Date: May. 6th, 2025 05:49 pm (UTC)
osprey_archer: (Default)
From: [personal profile] osprey_archer
It's been ages since I read The Wind Boy so I don't remember the specifics of her theory of art, but I do remember that it was a weird, weird book, and fully confident in its own weirdness. Love that for you, Ethel Cook Eliot! Not 100% sure I'm sure that I understand everything she's getting at, but perhaps that's not the point.

I also knew going into Picnic at Hanging Rock that it wouldn't solve the mystery, and still found the lack of resolution to the mystery tantalizingly tormenting, which of course is one of the reasons that the book has stuck with me so long. And yes there IS a slashy cross-class friendship between two male characters, which was nice although I was also slightly put out because I'd gone into it hoping to ship some of the girls! No luck in that department, though.

Date: May. 7th, 2025 05:10 pm (UTC)
osprey_archer: (Default)
From: [personal profile] osprey_archer
Someone surely has written about Platonism in 20th century children's fantasy. Admittedly the only authors I can think of off the top of my head are Ethel Cook Eliot and C. S. Lewis, but surely there are more.
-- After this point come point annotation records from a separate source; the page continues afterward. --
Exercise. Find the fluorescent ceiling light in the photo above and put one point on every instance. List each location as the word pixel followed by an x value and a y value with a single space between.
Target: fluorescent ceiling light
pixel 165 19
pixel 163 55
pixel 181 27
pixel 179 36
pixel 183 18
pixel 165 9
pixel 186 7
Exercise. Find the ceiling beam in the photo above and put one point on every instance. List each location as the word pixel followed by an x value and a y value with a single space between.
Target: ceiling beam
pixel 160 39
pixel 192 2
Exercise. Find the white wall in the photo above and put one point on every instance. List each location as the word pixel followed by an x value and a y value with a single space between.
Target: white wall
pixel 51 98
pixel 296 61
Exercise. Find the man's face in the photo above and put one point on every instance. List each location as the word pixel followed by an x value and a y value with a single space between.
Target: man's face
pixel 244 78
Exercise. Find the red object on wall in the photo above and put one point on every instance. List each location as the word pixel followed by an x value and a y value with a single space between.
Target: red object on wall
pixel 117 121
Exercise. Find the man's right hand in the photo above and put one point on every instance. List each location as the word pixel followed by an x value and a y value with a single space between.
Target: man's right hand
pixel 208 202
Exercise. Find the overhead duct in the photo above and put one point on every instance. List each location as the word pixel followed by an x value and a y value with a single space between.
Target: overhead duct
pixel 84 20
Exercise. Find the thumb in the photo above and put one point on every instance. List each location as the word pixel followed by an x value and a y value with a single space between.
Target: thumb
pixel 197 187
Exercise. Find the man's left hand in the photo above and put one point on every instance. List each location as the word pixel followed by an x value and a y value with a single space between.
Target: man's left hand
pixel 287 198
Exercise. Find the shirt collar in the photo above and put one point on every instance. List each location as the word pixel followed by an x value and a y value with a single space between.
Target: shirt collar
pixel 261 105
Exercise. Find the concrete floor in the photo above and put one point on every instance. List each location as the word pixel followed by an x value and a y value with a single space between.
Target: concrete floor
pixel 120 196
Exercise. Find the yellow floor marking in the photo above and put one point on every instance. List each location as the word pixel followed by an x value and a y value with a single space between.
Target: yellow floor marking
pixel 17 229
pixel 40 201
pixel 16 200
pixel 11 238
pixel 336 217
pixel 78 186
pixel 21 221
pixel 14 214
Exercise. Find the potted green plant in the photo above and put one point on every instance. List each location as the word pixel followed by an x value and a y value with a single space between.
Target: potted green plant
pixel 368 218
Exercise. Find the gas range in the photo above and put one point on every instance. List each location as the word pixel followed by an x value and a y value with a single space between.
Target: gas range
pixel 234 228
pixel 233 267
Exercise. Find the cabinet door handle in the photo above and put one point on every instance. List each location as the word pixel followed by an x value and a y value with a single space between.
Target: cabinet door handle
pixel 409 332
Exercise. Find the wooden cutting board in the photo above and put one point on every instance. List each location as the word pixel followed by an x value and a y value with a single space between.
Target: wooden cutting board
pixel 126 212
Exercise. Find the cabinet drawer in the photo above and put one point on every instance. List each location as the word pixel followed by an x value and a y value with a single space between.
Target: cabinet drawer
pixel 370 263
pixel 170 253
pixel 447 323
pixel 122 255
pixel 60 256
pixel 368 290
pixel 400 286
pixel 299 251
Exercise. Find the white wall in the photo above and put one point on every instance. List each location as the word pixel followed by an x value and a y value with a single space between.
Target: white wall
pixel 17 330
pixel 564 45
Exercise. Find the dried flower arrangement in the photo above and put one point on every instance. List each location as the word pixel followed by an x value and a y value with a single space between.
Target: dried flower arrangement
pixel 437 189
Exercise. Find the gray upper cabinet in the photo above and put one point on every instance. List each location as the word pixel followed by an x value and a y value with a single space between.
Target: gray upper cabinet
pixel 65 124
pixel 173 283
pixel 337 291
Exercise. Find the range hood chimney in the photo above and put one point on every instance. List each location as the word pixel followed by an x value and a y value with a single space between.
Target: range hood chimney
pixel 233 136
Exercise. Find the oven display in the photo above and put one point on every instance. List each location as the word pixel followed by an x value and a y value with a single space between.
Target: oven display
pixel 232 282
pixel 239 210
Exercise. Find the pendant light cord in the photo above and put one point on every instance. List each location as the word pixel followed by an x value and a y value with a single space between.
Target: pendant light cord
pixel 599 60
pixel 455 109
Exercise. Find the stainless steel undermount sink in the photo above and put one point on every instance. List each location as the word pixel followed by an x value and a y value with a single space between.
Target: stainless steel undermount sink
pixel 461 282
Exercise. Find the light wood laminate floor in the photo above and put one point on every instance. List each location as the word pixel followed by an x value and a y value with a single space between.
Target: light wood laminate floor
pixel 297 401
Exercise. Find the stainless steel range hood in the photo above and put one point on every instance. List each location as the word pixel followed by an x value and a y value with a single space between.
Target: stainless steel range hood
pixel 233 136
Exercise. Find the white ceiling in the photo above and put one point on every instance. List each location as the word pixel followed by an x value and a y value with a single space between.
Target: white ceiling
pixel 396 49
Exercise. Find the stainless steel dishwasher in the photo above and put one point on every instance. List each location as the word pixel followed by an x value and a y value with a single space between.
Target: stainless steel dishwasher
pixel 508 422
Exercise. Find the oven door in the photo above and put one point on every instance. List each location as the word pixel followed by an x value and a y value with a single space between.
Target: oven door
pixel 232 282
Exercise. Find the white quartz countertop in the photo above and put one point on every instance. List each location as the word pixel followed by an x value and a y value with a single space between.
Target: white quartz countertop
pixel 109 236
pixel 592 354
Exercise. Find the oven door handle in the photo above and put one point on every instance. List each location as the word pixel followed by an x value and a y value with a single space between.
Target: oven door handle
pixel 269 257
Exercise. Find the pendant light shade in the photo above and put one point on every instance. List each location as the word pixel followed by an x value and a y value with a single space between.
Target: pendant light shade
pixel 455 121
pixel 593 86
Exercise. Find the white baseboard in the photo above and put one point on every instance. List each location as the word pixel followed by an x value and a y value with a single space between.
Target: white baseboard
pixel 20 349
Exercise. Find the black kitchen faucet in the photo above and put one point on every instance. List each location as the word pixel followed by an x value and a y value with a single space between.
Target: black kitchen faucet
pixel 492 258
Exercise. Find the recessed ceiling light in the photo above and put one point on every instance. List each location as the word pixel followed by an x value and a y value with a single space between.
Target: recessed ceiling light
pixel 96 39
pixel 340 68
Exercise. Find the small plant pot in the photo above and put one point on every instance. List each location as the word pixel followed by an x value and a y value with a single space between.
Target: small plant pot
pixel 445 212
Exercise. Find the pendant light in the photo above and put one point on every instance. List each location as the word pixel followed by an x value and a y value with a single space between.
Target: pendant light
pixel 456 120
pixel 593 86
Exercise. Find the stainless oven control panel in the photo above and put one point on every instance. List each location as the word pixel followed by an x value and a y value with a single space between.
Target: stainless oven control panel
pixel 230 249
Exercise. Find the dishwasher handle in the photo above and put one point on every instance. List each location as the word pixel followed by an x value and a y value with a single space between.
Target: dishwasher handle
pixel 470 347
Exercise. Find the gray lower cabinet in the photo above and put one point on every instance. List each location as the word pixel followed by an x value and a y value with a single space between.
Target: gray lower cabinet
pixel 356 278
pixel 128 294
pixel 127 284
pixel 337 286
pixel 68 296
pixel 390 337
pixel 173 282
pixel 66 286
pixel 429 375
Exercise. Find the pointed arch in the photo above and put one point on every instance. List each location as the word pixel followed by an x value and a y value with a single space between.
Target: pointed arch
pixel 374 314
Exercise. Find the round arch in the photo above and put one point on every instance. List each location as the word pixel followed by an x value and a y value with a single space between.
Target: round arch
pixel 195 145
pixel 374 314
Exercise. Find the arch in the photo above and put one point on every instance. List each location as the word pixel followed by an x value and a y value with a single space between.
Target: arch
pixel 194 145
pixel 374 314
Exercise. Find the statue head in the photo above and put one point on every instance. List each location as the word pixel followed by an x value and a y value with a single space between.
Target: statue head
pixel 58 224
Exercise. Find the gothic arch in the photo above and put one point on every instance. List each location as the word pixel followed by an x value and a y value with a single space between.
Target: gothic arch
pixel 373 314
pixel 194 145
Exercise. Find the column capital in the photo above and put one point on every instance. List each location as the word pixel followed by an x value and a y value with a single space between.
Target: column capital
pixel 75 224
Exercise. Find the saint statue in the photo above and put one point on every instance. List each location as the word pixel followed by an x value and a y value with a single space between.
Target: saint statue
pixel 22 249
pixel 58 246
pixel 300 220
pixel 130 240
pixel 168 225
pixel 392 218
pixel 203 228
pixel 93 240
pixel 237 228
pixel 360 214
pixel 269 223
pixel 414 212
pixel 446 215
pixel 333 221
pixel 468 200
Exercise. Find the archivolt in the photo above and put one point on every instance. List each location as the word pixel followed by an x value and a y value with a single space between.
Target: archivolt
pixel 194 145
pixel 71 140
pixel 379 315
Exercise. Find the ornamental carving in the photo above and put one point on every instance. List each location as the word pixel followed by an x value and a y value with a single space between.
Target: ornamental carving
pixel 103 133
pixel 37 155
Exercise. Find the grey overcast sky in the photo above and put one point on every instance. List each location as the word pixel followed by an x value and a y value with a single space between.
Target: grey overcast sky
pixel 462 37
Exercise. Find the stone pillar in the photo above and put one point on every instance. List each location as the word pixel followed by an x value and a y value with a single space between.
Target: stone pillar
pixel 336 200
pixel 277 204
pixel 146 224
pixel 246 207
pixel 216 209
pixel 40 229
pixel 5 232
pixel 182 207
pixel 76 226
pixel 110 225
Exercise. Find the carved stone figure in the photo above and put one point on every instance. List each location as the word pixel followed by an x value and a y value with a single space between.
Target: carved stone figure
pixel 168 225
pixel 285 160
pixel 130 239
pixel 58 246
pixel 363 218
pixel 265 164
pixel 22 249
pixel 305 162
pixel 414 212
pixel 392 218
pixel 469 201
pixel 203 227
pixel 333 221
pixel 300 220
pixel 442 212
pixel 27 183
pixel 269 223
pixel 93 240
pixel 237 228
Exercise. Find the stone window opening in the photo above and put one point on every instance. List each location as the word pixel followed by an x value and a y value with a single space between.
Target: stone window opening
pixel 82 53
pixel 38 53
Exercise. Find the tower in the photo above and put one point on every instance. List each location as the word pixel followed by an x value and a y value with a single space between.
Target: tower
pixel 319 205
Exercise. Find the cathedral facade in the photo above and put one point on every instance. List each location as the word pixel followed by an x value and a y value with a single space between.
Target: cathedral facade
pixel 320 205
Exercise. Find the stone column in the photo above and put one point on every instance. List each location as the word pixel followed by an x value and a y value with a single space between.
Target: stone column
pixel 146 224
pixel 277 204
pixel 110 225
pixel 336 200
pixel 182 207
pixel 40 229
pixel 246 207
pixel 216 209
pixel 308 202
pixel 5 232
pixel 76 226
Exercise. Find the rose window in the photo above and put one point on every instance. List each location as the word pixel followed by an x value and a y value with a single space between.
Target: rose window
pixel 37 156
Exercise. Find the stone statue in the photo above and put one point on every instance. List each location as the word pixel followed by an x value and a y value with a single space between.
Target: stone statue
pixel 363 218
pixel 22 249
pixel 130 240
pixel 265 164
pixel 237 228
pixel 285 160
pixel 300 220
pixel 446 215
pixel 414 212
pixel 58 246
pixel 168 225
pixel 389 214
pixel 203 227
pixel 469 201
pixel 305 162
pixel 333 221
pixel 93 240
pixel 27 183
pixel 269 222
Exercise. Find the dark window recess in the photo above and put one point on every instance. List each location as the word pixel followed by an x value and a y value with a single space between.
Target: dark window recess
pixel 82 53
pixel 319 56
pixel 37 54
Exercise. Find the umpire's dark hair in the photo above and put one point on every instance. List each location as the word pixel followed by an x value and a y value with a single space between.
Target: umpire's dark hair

Date: May. 6th, 2025 06:08 pm (UTC)
wychwood: chess queen against a runestone (Default)
From: [personal profile] wychwood
I enjoyed the various Francis Pettigrew books I've read! I remember finding the wife - is she called Hilda? - a really fascinating character; the way the other characters see her is just... I wanted to know so much more about her! I found the conclusion rather disappointing because of that, honestly. I wanted her to leave her husband for some reason and go off and have a smashing legal career by herself.

Date: May. 6th, 2025 06:56 pm (UTC)
stonepicnicking_okapi: okapi (Default)
From: [personal profile] stonepicnicking_okapi
Cyril Hare is one of my all time favorite authors. I love him. Pettigrew is a grounchy grouch but I really love the plotting and the clever legal stuff the soluitons always hang on. His short stories are good too.

Date: May. 7th, 2025 04:08 am (UTC)
sovay: (Jeff Hartnett)
From: [personal profile] sovay
Tragedy at Law by Cyril Hare (1942)

I love this book and Frank Pettigrew, everyone look shocked.

Date: May. 7th, 2025 01:17 pm (UTC)
lirazel: An outdoor scene from the film Picnic at Hanging Rock (Default)
From: [personal profile] lirazel
is not really either a mystery novel or a boarding school novel, though it's about a mystery that takes place at a boarding school.

Haha, true! It's definitely doing its own thing, and I love it for that reason. I'm glad you enjoyed it!

Date: May. 8th, 2025 07:20 am (UTC)
garonne: (Default)
From: [personal profile] garonne

Tragedy at Law

You make this sound pretty good. Thanks for the rec! Just got hold of a copy.